I logged on to one of those YouTube sites with 10 minutes of race car crashes, some of which were just incredibly spectacular. In my many years of motor sport I have had a couple of never to be forgotten examples of awkward parking, one fire and even a triple barrel roll at the Kaeng Krachan Circuit two years ago. After all of these, I stepped out without a scratch, even though the car didn’t look too good.
That led me to thinking about the roll cages inside my cars, and how they stopped the distortion inside the vehicles, which when combined with seat belts meant I was only shaken and not stirred!
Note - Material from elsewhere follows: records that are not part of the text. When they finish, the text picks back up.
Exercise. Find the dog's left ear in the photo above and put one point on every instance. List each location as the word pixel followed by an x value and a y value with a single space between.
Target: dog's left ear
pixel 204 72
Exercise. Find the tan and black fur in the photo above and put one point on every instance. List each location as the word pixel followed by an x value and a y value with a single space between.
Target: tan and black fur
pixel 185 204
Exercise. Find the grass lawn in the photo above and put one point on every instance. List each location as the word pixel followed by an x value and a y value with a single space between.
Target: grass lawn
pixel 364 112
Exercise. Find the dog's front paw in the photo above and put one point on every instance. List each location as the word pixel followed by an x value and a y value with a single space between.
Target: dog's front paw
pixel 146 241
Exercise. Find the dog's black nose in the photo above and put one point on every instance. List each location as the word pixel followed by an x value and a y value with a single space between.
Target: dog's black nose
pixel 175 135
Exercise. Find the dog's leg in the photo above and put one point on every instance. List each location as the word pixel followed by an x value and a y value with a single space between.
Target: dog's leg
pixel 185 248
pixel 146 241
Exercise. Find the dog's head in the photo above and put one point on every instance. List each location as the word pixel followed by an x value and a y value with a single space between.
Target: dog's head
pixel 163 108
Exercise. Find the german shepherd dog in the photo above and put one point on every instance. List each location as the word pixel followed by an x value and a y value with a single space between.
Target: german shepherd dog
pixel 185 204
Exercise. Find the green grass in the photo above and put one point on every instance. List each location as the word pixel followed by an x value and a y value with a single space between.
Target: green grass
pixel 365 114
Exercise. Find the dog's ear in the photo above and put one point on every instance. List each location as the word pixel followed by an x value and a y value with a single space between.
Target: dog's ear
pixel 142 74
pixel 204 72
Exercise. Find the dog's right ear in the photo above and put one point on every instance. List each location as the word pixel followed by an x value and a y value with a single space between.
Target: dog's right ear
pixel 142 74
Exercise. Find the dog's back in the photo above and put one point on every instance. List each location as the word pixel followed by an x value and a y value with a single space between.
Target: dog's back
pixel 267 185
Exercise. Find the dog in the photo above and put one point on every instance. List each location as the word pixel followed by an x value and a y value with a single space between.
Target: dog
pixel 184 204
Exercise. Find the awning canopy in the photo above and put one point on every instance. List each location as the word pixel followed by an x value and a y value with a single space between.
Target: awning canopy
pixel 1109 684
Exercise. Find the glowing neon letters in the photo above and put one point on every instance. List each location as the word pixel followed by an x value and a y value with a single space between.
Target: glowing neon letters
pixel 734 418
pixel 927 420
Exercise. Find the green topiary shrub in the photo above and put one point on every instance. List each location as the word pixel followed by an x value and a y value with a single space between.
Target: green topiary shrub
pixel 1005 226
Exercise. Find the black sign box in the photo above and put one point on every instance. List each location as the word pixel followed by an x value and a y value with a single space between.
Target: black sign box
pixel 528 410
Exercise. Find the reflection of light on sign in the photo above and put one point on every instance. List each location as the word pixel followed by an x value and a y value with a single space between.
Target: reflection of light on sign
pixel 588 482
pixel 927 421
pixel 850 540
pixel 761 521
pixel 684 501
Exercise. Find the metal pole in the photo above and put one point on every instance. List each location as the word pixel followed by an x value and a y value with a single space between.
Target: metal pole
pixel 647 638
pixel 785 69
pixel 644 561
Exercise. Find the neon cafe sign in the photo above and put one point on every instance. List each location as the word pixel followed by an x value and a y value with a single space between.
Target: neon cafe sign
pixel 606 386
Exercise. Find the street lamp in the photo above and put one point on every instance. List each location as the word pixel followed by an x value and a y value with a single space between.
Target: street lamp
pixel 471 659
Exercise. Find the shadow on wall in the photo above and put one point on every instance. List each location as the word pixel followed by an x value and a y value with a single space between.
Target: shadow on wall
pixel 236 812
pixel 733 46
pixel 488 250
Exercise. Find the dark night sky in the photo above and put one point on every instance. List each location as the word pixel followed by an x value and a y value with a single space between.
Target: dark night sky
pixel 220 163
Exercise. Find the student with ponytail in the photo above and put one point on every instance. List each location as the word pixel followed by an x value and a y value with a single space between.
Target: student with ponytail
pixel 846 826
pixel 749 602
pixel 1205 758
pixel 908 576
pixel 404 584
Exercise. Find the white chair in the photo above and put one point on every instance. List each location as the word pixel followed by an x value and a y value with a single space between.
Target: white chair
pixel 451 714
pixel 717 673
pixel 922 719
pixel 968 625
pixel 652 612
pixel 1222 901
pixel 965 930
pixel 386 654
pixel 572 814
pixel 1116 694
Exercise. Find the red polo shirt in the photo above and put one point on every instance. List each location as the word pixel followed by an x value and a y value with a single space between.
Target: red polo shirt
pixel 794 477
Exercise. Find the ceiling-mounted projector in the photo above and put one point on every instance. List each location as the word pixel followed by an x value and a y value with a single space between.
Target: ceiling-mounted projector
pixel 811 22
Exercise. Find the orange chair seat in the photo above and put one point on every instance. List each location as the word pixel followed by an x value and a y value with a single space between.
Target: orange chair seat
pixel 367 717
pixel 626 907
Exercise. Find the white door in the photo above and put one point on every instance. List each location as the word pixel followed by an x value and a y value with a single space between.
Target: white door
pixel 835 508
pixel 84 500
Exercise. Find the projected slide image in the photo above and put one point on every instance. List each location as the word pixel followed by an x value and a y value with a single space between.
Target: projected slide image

The roll cages in most race cars generally have hoops to incorporate the A pillars, the B pillars and the C pillars. The bottom of the hoops goes to the floor chassis rails, making a “cage” which is securely tied into the shell of the vehicle itself.
My clumsy parking.
Thinking further, look at the twisted wrecks that occur on the Thai roads after fatal road accidents, at probably around half the speed of a racing crash, in which the driver steps out without major injuries.
Surely it must be possible to incorporate a roll cage in a body shell at the original design? The extra cost would not be much at all, where the “cage” is just part of the shell.
Of course it is necessary to be wearing a good seatbelt as well, to avoid being thrown around inside, or out of the wreck. The car in this photo had done three barrel rolls down the track before coming to rest upside down.
The Pattaya car club meets at Jameson’s Irish Pub on Soi AR next to Nova Park. The next meeting is on Monday September 8 at Jameson’s at 7 p.m. A totally informal meeting of like-minded souls to discuss their pet motoring (and motorcycling) loves and hates (plus lies and outright exaggerations). Come along and meet the guys who have a common interest in cars and bikes, and enjoy the Jameson’s specials, washed down with a few beers. A couple of the members were scrutineers at the Abu Dhabi Grand Prix, so they may have some scuttlebutt about the F1 scene, though one is currently driving around Australia towing a caravan! Always a fun night. Be prepared to laugh a lot at some of the antics of the members (when they were younger)! The Car Club nights are only on the second Monday of the month (not every second Monday)!